Innovations in copper: Chile adds value to natural resource

It’s antimicrobial, highly malleable and entirely recyclable, and Chilean scientists and engineers are applying it to everything from fish traps to hospitals. 

Not content with being the world’s largest producer of copper, Chile is leading the charge to develop innovative uses for the versatile metal, adding value to its most lucrative export item.
“Copper is not only valuable as a conductor in electrical circuits, it also has other attributes: its high malleability, bactericidal properties and infinite capacity for recycling, among other characteristics,” said Jennyfer Salvo, director of communications at the Fundación Imagen de Chile.
“All of this makes the red metal a key material for future changes to modern life, and our country is leading this innovation at a world level.”
And those changes could touch on everything from socks and jocks to emergency wards.
Over the last few years Chile’s Codelco – the biggest copper producing company in the world – has invested more than US$10 million into its research and innovation subsidiary, INCuBA, charged with designing new applications for copper that exploit its unique attributes.
One of its first success stories was copper socks.
“INCuBA has established an alliance with Textil Copper Andino, who have developed and patented a polymer with biocidal properties, which is transformed primarily into yarn for textile and nonwoven fabric. This allows the elimination of fungi, bacteria, viruses and mites that come in contact with the surface,” said Julio Rojas, deputy manager of market development at Codelco.
Or more simply, the sock stays cleaner, and smells less than non-copper varieties.

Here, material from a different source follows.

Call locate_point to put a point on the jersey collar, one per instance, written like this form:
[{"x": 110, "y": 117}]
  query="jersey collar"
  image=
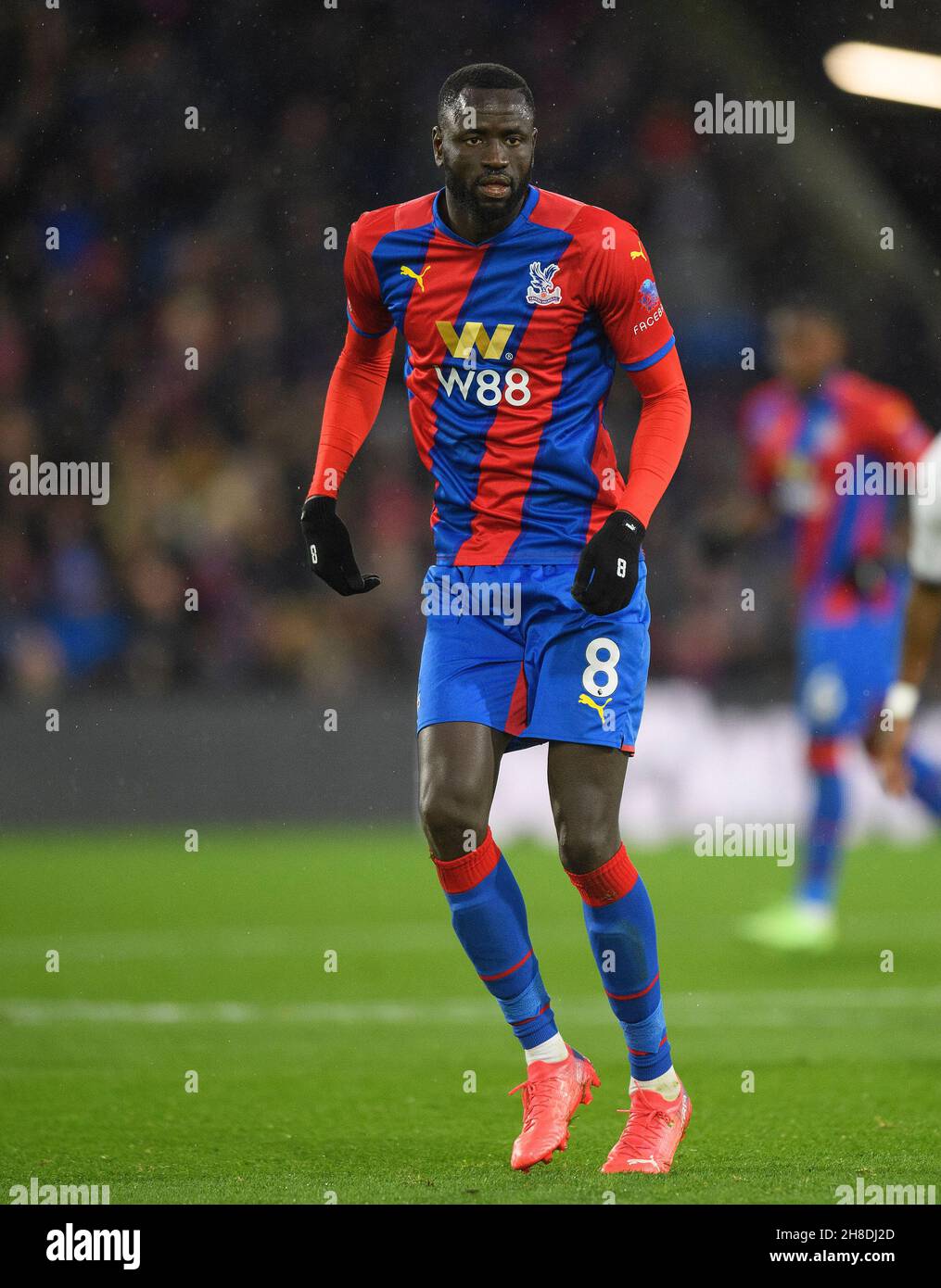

With the success of its sock line the company is now developing bed linens, towels and clothing, and other textile products.
But it’s not just fabrics – INCuBA is working in fields as diverse as aquaculture, energy and public health.
Through EcoSea, for example, the copper company has designed copper cages for the country’s booming salmon industry, which create a habitat free of parasites and pathogens. Not only does this benefit the fish and consumers, it’s a win for the environment, as it means that chemicals controls aren’t required.